What's the highest number of edges that a simple undirected graph with $n$ vertices can have, without having any cycle smaller than $k$?
I'm looking for the case where $n$ is "unbounded", or "$\lim n\rightarrow \infty$", i.e. where $n$ is "large enough". The given $k$ may be a function in $n$.
The inverted case is that I'm looking for the behavior of $f_n(m)$. Informally, we're looking to construct a graph with $n$ vertices and $m$ edges while avoiding small cycles. $f_n(m)$ is then the size of the smallest cycle in the optimal case:
Of all simple graphs with $n$ vertices and $m$ edges, select the one where its smallest cycle is as large as possible. $f_n(m)$ is then the size of that cycle. Note that $f_n$ should be a monotonically decreasing function.
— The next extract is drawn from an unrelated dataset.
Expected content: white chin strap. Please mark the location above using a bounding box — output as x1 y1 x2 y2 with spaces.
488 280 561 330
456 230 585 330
Yet another way to look at it: all graphs with n vertices and m edges have a cycle of size $k=f_n(m)$ or smaller.
For $k=4$, I think the answer is $n^2/4$: the complete bipartite graph with $n/2$ vertices on both sides. But I don't have a final proof that more than $n^2/4$ is impossible.
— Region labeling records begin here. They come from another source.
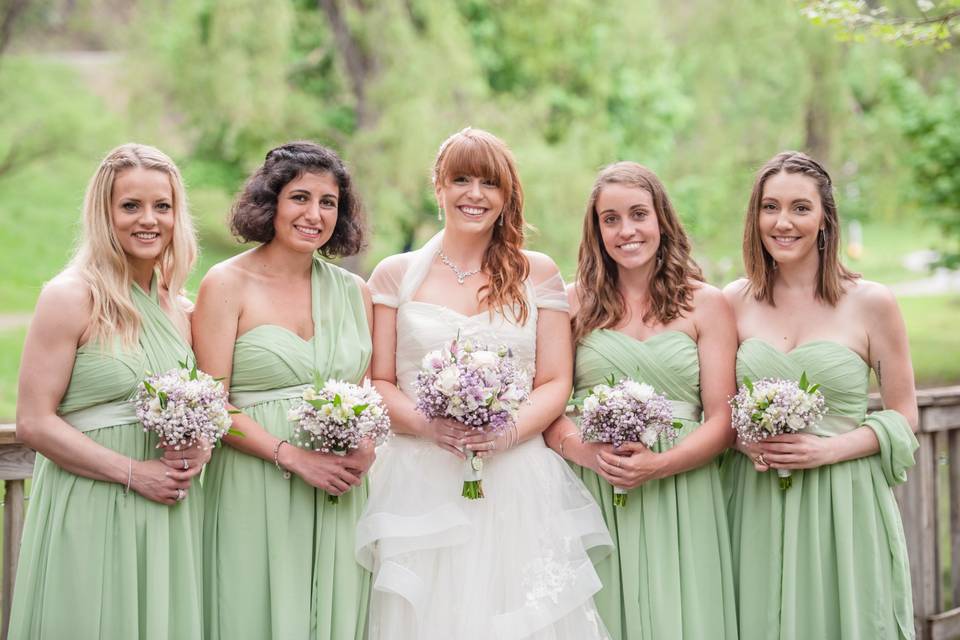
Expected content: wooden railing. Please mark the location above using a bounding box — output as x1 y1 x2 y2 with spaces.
0 386 960 640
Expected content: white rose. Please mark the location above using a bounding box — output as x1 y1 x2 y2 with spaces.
623 380 653 402
787 415 807 431
470 351 500 368
583 396 600 412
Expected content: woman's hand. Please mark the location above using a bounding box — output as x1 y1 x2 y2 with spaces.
130 460 198 505
597 442 662 489
734 438 770 473
754 433 836 469
160 440 213 478
417 418 472 460
277 443 360 496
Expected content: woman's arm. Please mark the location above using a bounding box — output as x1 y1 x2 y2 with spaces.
17 274 193 504
193 264 360 495
599 286 737 489
758 282 919 469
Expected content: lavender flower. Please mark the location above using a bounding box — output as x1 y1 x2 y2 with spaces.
730 372 826 490
580 375 683 507
415 335 530 500
287 377 390 504
134 362 235 450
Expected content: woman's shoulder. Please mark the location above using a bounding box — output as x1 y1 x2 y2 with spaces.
523 249 560 283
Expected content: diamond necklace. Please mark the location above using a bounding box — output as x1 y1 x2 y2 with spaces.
437 249 480 284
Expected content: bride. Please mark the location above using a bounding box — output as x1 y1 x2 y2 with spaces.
357 129 611 640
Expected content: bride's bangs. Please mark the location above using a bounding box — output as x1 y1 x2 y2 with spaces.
437 129 513 194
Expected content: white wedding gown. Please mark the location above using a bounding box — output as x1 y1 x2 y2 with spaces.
357 235 612 640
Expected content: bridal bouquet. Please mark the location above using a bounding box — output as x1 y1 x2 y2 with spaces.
287 376 390 504
134 361 242 450
580 376 683 507
730 372 826 490
415 336 530 500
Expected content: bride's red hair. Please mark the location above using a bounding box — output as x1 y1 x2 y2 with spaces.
433 127 530 325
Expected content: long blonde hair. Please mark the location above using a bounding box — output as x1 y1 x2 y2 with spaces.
573 162 703 341
433 127 530 325
69 143 197 345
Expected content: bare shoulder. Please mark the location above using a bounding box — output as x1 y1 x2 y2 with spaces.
36 269 93 316
723 278 750 309
523 249 560 282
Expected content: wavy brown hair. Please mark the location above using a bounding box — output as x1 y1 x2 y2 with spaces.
573 162 703 341
743 151 860 306
433 127 530 325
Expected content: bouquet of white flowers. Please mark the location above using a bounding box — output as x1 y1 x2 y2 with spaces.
287 376 390 504
730 372 826 490
416 336 530 500
580 375 683 507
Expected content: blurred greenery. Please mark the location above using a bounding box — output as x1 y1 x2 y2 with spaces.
0 0 960 416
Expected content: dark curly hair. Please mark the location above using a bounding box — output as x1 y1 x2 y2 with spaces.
230 141 365 258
So I think we have (for $n$ even):
- $f_n(n^2/4) = 4$
- $f_n(n^2/4+1) = 3$ (edit: definitely, see saulspatz's comment)
Some trivial cases:
- $f_n(n) = n$ (If a graph with $n$ vertices and $n$ edges there must a cycle?)
- $f_n(m_{<n}) = \infty$ or undefined (There exist graphs with less edges than vertices that have no cycles)
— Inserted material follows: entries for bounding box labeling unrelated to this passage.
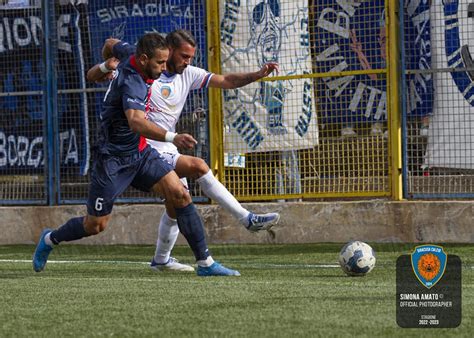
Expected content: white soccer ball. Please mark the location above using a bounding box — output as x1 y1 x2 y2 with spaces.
339 241 375 276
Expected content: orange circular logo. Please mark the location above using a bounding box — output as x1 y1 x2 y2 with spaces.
418 253 441 281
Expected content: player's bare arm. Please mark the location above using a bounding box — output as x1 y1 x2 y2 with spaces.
87 57 120 82
125 109 197 149
209 62 278 89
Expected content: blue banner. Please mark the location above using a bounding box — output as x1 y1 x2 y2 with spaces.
0 4 89 174
311 0 387 123
403 0 434 117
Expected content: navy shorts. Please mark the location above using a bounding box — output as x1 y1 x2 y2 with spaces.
87 146 173 216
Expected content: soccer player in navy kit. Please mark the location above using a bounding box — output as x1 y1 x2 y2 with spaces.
87 29 280 271
33 33 240 276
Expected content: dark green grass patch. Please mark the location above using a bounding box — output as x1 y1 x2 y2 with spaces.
0 244 474 337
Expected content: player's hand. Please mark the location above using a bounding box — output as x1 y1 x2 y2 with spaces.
259 62 280 78
173 134 197 149
102 38 120 60
105 56 120 70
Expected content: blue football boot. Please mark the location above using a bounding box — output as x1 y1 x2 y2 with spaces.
245 212 280 232
197 262 240 277
33 229 53 272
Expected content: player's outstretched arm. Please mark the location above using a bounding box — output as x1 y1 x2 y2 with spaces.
209 62 278 89
87 57 120 82
125 109 197 149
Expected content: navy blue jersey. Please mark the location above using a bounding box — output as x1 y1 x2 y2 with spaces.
98 56 153 155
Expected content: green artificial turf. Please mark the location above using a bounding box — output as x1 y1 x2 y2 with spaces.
0 244 474 337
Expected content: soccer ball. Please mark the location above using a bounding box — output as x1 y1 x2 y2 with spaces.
339 241 375 276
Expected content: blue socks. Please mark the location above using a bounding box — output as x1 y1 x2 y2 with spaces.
49 217 89 244
176 203 210 261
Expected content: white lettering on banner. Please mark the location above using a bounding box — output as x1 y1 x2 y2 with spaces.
318 8 349 39
0 14 72 53
97 1 194 23
0 129 79 168
221 0 240 46
316 0 387 121
219 0 318 153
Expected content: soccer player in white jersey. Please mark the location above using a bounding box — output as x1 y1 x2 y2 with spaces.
87 29 280 271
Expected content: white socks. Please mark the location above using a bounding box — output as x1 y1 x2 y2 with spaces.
196 170 250 225
154 170 250 266
154 211 214 267
155 211 179 264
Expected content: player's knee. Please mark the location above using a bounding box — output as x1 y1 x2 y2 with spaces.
84 219 108 235
192 158 210 177
166 184 192 208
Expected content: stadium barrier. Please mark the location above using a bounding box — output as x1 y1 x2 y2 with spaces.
0 0 474 205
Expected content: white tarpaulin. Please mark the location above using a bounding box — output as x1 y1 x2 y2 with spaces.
219 0 318 153
425 0 474 169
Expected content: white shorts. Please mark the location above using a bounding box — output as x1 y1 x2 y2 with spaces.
160 148 189 190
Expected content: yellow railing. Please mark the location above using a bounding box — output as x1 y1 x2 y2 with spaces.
207 0 396 201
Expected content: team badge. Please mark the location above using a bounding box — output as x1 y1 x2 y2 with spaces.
160 86 171 99
411 244 448 289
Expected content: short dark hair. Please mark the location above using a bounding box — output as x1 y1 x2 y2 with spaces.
166 29 196 48
135 32 169 58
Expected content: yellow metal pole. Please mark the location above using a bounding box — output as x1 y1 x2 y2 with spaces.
206 0 224 181
385 0 403 201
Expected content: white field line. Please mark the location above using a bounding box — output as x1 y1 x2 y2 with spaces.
0 259 340 269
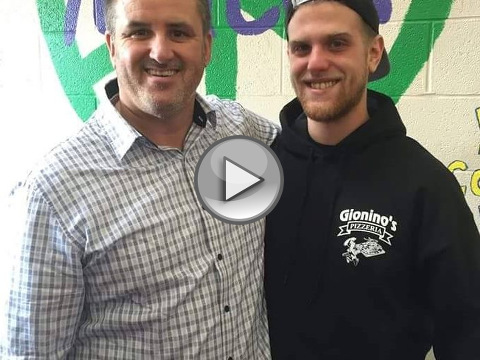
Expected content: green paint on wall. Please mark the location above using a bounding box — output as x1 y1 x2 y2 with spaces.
37 0 453 120
369 0 453 101
205 1 238 99
37 0 113 121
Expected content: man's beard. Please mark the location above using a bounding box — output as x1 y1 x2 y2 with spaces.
297 76 367 123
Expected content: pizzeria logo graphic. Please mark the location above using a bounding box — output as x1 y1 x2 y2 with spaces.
36 0 453 120
337 209 398 266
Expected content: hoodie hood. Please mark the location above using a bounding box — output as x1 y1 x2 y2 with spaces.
280 90 406 157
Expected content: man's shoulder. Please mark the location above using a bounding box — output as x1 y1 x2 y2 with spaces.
18 113 109 195
199 95 280 145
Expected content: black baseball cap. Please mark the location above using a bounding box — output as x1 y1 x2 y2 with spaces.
285 0 390 81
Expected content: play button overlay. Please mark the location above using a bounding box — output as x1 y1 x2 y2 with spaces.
195 136 283 224
224 156 265 201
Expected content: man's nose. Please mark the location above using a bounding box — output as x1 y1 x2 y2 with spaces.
150 35 173 62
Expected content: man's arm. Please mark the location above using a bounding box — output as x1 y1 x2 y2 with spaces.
0 186 84 359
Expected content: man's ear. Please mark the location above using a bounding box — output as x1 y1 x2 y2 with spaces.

- $f_n(n(n-1)/2) = 3$. (complete simple graphs have all cycles and cycles in simple graphs in general have a minimum length of 3).
Upper-bounds for $f_n(m)$ in terms of $m$ (and $n$) might be useful for my application, but asymptotic bounds (big-O notation) aren't good enough. Such an upper bound simply guarantees that my graph with $m$ edges has a cycle of a certain small-enough size.